By MELISSA NELSON, Associated Press Writer
Johannah Faith Duggar was born at 6:30 a.m. Tuesday and weighed 7 pounds, 6.5 ounces.
The baby's father, Jim Bob Duggar, a former state representative, said Wednesday that mother and child were doing well.
He said Johannah's birth was especially exciting because it was the first time in eight years the family has had a girl.
Jim Bob Duggar, 40, said he and Michelle, 39, want more children.
"We both just love children and we consider each a blessing from the Lord. I have asked Michelle if she wants more and she said yes, if the Lord wants to give us some she will accept them," he said.
The Discovery Health Channel filmed Johannah's birth and plans to air a show about the family of 18 next May.
The Learning Channel is doing another show about the family's construction project, a 7,000-square foot house that should be finished before Christmas. The home, which the family has been building for two years, will have nine bathrooms, dormitory-style bedrooms for the girls and boys, a commercial kitchen, four washing machines and four dryers.
Jim Bob Duggar, who sells real estate, previously lost his bid for the U.S. Senate. He said he expects to run for the state Senate next year but isn't ready to make a formal announcement.
Michelle Duggar had her first child at age 21, four years after the couple married.
Their children include two sets of twins, and each child has a name beginning with the letter "J": Joshua, 17; John David, 15; Janna, 15; Jill, 14; Jessa, 12; Jinger, 11; Joseph, 10; Josiah, 9; Joy-Anna, 8; Jeremiah, 6; Jedidiah, 6; Jason, 5; James, 4; Justin, 2; and Jackson Levi, 1.
You know, I'm going to leave the whole "J" name thing alone. Jedidiah. Dammit! I tried.... I'm also going to try to mention that it takes a man named Jim Bob to believe that it's perfectly natural for his wife to breed this much.

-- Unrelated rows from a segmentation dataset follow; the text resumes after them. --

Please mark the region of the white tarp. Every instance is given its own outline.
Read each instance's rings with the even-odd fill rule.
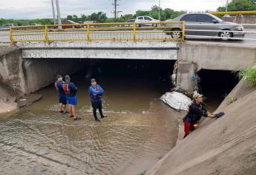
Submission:
[[[160,98],[165,103],[177,110],[187,110],[191,100],[186,95],[178,92],[167,92]]]

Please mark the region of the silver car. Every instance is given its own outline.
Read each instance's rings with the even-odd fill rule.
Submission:
[[[186,22],[185,33],[186,37],[209,38],[209,36],[214,36],[220,37],[223,40],[228,40],[232,37],[243,38],[245,36],[245,33],[243,32],[244,28],[242,25],[224,22],[217,16],[206,13],[183,14],[166,22],[183,21]],[[166,26],[173,27],[171,29],[166,29],[165,31],[172,31],[172,33],[167,32],[166,34],[171,35],[173,38],[181,37],[181,24],[168,24]]]

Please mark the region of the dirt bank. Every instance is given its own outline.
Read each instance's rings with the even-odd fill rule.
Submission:
[[[18,109],[18,104],[16,102],[7,103],[0,102],[0,115],[10,113]]]
[[[255,174],[256,88],[240,82],[206,119],[146,174]]]
[[[171,125],[166,126],[165,123],[163,123],[163,128],[164,129],[166,127],[171,128],[171,132],[166,133],[166,134],[170,134],[168,138],[169,140],[163,140],[163,146],[166,146],[166,142],[169,142],[169,147],[171,148],[174,148],[176,145],[176,142],[178,139],[178,120],[183,116],[184,113],[179,113],[173,109],[170,108],[165,104],[164,104],[162,101],[157,100],[151,104],[151,107],[148,111],[146,113],[147,116],[148,118],[154,117],[154,118],[165,118],[165,117],[170,117],[171,119]],[[157,137],[159,136],[160,131],[155,131],[154,135],[151,136],[154,137]],[[171,143],[171,144],[170,144]],[[150,144],[150,143],[148,143]],[[145,145],[143,146],[145,149],[148,147],[148,145]],[[160,153],[156,153],[159,154]],[[147,155],[144,156],[144,159],[128,159],[127,161],[122,162],[122,165],[116,171],[114,174],[140,174],[140,173],[142,174],[145,172],[145,170],[152,167],[155,163],[157,162],[165,153],[162,153],[162,155],[157,156],[152,156],[152,155],[149,157]]]

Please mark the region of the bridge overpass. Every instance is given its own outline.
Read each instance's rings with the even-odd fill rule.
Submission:
[[[39,59],[177,60],[177,85],[189,91],[194,90],[191,76],[201,69],[239,71],[256,62],[254,43],[187,41],[184,22],[179,23],[181,37],[173,38],[164,31],[171,27],[166,24],[146,23],[149,25],[140,28],[134,23],[86,24],[77,29],[63,29],[67,25],[62,29],[58,25],[22,27],[13,28],[10,39],[21,51],[22,59],[28,62]],[[66,60],[64,62],[67,64]],[[49,73],[55,72],[53,65],[45,64],[45,69],[50,70]],[[33,71],[42,70],[40,66],[37,65]],[[65,67],[72,71],[70,65],[62,65],[62,70]]]

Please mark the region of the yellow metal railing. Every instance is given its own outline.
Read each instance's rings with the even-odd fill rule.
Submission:
[[[93,41],[183,42],[185,39],[185,22],[95,23],[13,27],[10,30],[10,39],[12,43]]]
[[[234,12],[209,12],[209,13],[216,16],[223,15],[255,15],[256,10],[252,11],[234,11]]]

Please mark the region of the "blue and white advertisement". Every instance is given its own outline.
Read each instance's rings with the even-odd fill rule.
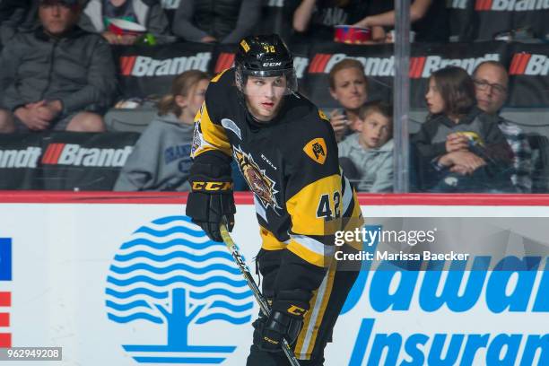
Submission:
[[[59,365],[246,364],[259,308],[225,245],[184,205],[0,207],[11,242],[0,333],[12,347],[61,347],[62,361],[48,363]],[[325,365],[549,365],[547,207],[362,213],[362,269]],[[253,269],[253,205],[237,205],[231,236]]]

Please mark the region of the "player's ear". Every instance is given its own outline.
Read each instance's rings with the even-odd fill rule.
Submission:
[[[183,109],[183,108],[185,108],[185,107],[187,107],[188,105],[188,101],[187,101],[187,98],[182,96],[182,95],[176,95],[175,102],[178,105],[178,107],[179,107],[181,109]]]

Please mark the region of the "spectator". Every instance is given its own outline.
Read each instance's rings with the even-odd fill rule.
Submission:
[[[20,29],[31,28],[34,24],[37,5],[30,0],[0,1],[0,40],[7,44]]]
[[[334,26],[353,24],[375,13],[371,4],[364,0],[301,0],[293,13],[293,30],[309,41],[332,41]],[[383,29],[372,27],[372,43],[384,39]]]
[[[532,191],[532,150],[528,139],[515,123],[500,116],[507,99],[509,75],[503,65],[497,61],[484,61],[473,73],[478,108],[484,113],[497,117],[498,126],[513,151],[514,172],[511,181],[518,192]]]
[[[100,33],[111,45],[133,45],[135,33],[117,34],[109,28],[115,19],[141,24],[153,36],[169,32],[168,17],[157,0],[90,0],[80,20],[80,26]]]
[[[357,27],[394,27],[395,11],[392,2],[383,2],[385,9],[379,8],[376,15],[369,15],[353,25]],[[410,4],[411,30],[418,42],[448,42],[449,38],[449,14],[446,2],[414,0]],[[393,42],[390,37],[388,41]]]
[[[208,83],[208,75],[198,70],[174,79],[171,93],[160,101],[158,116],[135,144],[114,190],[190,190],[193,122]]]
[[[436,71],[425,99],[430,116],[413,138],[423,187],[448,193],[512,190],[512,152],[497,119],[475,107],[467,73],[455,66]]]
[[[393,107],[366,103],[359,109],[359,119],[360,132],[337,145],[344,173],[360,192],[392,192]]]
[[[343,107],[343,110],[334,109],[330,113],[336,139],[340,142],[346,135],[360,129],[358,111],[368,99],[368,79],[362,64],[353,58],[336,64],[328,78],[330,94]]]
[[[81,11],[78,0],[40,0],[41,26],[3,49],[0,132],[104,131],[92,112],[110,105],[115,66],[109,44],[75,25]]]
[[[173,33],[192,42],[238,43],[249,35],[261,15],[258,0],[183,0]]]

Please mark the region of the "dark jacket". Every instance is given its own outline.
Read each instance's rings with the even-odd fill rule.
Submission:
[[[137,22],[147,29],[149,33],[162,35],[169,33],[168,18],[160,2],[151,0],[131,0]],[[80,17],[78,24],[93,33],[102,33],[105,30],[103,22],[103,2],[90,0]]]
[[[261,4],[259,0],[181,1],[173,20],[173,34],[193,42],[209,35],[221,43],[238,43],[251,34]]]
[[[74,28],[61,39],[43,29],[22,32],[2,50],[2,107],[60,100],[63,113],[102,111],[116,92],[110,48],[96,34]]]
[[[497,118],[483,113],[477,108],[474,108],[457,124],[445,115],[435,115],[423,123],[421,130],[412,138],[423,187],[428,187],[440,179],[436,161],[448,152],[446,136],[454,132],[475,136],[471,141],[469,151],[486,161],[489,174],[495,176],[511,168],[513,152],[498,127]]]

No, my main beef with this story, with this family, is that they're really screwing up the whole "zero population growth" thing. I mean, it's all well and good for me to say I'm not going to have any kids. I'm not adding to this world's population issues. But when Ms. Prolific Uterus here says maybe 16 isn't enough, it really stymies my efforts, and leaves me no choice but to go out and kill 16 people. Possibly 17, depending on how fast Jim Bob can impregnate her again.